Google is facing Android challenges in Europe

Huawei has been preparing for a similar moment for years, and now the US-China trade war has arrived to complicate the company’s relationship with Android. Huawei is well aware of the challenges, though. The company has been building a Play Store alternative in plain sight, and it reportedly pitched app makers last year on creating apps for its store with the offer of helping them make inroads into China and a “very significant” share of the app store’s revenue. Bloomberg reports that Huawei even claimed it would have 50 million European users of its app store by the end of 2018.
Huawei’s store plans and discussions come at a pivotal time for Android in Europe. Google could finally face some competition after a European Commission lawsuit fined the company over Android antitrust violations. Regulators allege that Google abused its Android market dominance by bundling its search engine and Chrome apps into Android, blocking phone makers from creating devices that run forked versions of Android, and making payments to manufacturers and network operators to bundle the Google search app on handsets.

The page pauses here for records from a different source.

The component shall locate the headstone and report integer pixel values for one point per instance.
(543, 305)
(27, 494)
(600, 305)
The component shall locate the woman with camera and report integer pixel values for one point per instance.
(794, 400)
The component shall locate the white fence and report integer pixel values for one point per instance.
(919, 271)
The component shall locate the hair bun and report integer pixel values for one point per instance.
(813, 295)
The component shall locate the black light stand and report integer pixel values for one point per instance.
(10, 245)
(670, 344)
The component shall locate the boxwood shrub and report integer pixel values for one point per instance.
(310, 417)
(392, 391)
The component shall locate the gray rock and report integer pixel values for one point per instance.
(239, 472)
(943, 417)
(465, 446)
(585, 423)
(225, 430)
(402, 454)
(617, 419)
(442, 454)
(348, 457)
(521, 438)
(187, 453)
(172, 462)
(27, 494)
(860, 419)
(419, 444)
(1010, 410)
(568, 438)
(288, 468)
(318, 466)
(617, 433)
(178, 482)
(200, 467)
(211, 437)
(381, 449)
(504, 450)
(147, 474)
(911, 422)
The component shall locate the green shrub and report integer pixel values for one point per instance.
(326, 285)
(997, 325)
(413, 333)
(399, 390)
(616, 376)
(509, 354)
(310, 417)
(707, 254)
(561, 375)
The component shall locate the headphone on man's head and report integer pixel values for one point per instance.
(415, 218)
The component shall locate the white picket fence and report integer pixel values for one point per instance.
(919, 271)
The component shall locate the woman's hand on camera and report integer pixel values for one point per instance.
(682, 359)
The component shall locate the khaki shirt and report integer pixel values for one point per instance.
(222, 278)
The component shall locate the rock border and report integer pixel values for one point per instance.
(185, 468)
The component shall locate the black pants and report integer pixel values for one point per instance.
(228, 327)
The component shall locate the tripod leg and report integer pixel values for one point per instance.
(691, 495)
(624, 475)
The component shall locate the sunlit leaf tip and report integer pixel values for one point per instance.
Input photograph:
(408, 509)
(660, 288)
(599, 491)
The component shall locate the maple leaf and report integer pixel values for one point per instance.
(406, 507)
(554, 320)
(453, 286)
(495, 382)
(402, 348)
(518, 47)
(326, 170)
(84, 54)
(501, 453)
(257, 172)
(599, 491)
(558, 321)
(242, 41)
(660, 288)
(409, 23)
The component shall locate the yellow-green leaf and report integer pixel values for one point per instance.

As a result, Google will start charging Android device makers a fee for using its apps in Europe. This could open the door to rival app stores, a more competitive landscape for Android, and inevitable fragmentation. The more likely result is that manufacturers will simply continue to bundle google’s apps and services, since it’ll allow them to avoid those fees. There are still no popular alternatives to YouTube, Google Maps, or Google Search, after all, and consumers across Europe will reject phones that don’t have access to these apps. Phone makers also aren’t likely to want to maintain different versions of Android for Europe, China, the US, and elsewhere.